My take is that all of this is still a pipe dream as much as it was 30 years ago when we did not know many of these things.
People don't want to see just how hostile Mars is to life. They pick a couple of the most obvious problems (e.g. radiation, no liquid water, no oxygen) and then they look for the first solution that seems viable and then declare Mars somehow liveable because look we can just implement those things.
But they are completely ignoring that: none of these proposed solutions have been implemented at scale yet, at least not outside of earth' atmosphere, there are hundreds of other known problems that often just don't make it to the head lines because they don't look that interesting or threatening (example: dust is suuuuper deadly on Mars, probably even worse than moon dust) and many problems will undoubtedly only become obvious once living beings are on the surface of Mars.

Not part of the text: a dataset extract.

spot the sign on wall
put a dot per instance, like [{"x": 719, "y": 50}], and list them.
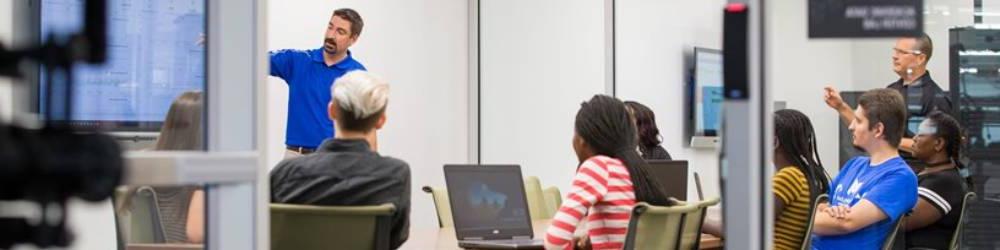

I am glad that there is hard sci-fi dealing with some of these problems in very optimistic ways, because we should try to better our understanding of them and not just give up, but we also should not have any illusions about how hard this task is and that this can take centuries of work.
Yeah, skimmed the article ans they dont seem to mention tge problem of having no oxygen (which might be a problem for the moss?), Mars not having enough gravity to hold an atmosphere (or is that bs?) and also the timescale (I think terraforming takes at least tens of thousands of years?).
If I remember correctly, it's not a lack of gravity, it's a lack of a magnetic field, so solar winds strip away the atmosphere.
Yes, that sounds familiar!
Zach Weinersmith (of SMBC) recently wrote a great non-fiction book with his wife about how difficult and inadvisable actually settling Mars would be called A City on Mars. Great reading if you're interested in non-fiction humor about the subject.